Cette tendance à l’intensification de la productivité, ces contradictions entre objectifs quantitatifs et qualités du travail ne sont pas propres à France Télécom, même si elles peuvent y entraîner des conséquences encore plus douloureuses à cause de la spécificité de l’entreprise et de son évolution très rapide. Elles sont aujourd’hui générales, comme le constate chaque jour l’ergonome François Daniellou : « Évidemment, prendre soin d’un appel, prendre soin d’un patient, prendre soin d’une voiture à réparer, cela prend un peu de temps. S’ils prennent trop soin, il y a beaucoup de chances que leur entretien d’évaluation annuel soit tendu : pourquoi sont-ils si peu productifs ? Pourquoi restent-ils ainsi accrochés à une surqualité d’un autre âge ? Bien souvent, le management, qui est maintenant choisi pour sa compétence à ne rien connaître du tra-vail concerné, ne comprend pas les explications détaillées que le salarié essaie de lui fournir et le rappelle à l’ordre. Les ratios sont mauvais, il faut qu’ils deviennent bons, c’est tout. C’est tout. Le travailleur est numérisé, pour reprendre l’expression de Jean-Louis Malys |secrétaire national de la CFDT| |3|. »

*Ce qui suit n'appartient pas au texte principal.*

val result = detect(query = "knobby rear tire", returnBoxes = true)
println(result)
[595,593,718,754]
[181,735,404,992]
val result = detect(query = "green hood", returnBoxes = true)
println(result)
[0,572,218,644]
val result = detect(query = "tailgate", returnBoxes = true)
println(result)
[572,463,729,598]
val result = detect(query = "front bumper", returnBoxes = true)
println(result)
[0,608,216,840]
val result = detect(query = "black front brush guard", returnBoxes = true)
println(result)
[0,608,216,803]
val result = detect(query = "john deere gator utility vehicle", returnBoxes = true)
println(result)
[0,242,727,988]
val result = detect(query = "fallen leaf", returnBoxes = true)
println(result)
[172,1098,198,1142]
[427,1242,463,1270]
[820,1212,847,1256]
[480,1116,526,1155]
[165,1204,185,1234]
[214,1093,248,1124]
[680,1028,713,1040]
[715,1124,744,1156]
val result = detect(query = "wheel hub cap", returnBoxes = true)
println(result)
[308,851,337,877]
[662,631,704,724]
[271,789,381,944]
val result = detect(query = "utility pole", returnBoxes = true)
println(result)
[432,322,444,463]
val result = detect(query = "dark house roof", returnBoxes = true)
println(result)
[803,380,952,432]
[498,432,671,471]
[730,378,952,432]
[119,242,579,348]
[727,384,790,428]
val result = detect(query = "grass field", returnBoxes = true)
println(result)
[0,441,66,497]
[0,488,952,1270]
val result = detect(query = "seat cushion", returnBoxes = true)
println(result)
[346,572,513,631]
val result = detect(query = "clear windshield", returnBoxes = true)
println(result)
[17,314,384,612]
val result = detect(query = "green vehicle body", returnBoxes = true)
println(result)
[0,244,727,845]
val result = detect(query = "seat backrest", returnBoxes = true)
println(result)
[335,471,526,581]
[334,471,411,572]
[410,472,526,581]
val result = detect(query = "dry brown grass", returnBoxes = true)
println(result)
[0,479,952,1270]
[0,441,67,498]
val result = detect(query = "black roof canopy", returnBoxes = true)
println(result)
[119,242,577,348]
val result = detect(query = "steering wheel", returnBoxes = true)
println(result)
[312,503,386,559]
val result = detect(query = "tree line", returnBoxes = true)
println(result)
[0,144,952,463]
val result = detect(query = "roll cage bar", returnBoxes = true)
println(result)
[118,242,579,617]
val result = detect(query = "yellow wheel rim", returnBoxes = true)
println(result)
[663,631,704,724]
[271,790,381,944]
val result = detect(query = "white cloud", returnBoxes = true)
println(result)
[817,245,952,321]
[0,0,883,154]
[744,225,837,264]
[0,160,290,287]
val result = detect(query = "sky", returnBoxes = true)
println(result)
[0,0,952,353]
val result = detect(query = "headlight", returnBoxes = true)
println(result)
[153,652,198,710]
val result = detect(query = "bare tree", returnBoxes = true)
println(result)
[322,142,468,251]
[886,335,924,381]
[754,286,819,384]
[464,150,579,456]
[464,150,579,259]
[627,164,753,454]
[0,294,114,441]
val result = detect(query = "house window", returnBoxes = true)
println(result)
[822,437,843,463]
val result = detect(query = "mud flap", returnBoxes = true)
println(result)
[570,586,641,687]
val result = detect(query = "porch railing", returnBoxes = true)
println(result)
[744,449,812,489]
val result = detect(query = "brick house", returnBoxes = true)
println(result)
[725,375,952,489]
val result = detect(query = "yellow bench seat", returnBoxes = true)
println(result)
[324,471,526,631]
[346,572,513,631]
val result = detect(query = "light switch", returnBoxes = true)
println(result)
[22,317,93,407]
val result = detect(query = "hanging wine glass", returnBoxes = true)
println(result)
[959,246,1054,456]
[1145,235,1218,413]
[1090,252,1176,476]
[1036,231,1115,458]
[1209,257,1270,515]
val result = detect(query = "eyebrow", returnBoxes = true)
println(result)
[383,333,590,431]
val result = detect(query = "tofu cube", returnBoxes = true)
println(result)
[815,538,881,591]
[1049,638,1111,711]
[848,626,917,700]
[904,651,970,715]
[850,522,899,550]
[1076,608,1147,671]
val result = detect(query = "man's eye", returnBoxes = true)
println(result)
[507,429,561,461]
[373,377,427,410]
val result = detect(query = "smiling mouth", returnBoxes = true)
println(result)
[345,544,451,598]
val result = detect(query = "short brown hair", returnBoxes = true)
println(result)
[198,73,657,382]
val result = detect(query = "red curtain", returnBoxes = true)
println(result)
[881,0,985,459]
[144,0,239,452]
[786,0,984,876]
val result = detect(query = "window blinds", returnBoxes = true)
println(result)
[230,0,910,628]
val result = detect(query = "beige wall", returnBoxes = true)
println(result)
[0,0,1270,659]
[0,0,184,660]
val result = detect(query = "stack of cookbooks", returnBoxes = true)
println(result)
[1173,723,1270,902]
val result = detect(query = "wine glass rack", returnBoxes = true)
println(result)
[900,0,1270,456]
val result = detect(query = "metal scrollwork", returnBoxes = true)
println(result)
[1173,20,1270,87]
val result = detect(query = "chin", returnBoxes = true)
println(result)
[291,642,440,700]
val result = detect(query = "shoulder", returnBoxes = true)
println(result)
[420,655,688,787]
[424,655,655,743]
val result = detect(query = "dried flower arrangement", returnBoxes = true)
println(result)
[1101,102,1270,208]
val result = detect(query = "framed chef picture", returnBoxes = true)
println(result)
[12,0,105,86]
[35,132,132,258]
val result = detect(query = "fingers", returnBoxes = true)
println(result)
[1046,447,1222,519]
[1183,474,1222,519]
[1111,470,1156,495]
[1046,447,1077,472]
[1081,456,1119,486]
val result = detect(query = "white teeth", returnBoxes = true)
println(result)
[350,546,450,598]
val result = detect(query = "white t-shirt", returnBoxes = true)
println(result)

Pendant ce temps, sur les sites d’informations financières, on commente ainsi le « rendement » de France Télécom : « Entre 1997 et 2007, le dividende annuel a augmenté de 30 %, passant de 1 € à 1,30 €, ce qui représente une augmentation annuelle de 3 % par an, pas très généreux tout ça ! Une bonne valeur de rendement doit augmenter son dividende d’au moins 10 % par an |…|. La croissance du dividende de France Télécom est largement en dessous de cet objectif ! |4| »
Début 2009, des salariés d’un centre d’appel de France Télécom à Pau ont aperçu, trônant sur le bureau d’un manager, un manuel expliquant l’un des concepts du toyotisme : la méthode Kanban. Celle-ci vise à organiser la production de manière à limiter, voire à supprimer, les stocks de pièces nécessaires à l’assemblage d’un véhicule. Si cette méthode est applicable sur les chaînes de montage de l’industrie automobile, on se demande comment elle se déclinera sur les plateformes Orange… À moins qu’il ne s’agisse de gérer les « stocks » de salariés interchangeables…
IVAN DU ROY, Orange stressé, le management par le stress à France Télécom, La Découverte, Paris, octobre 2009.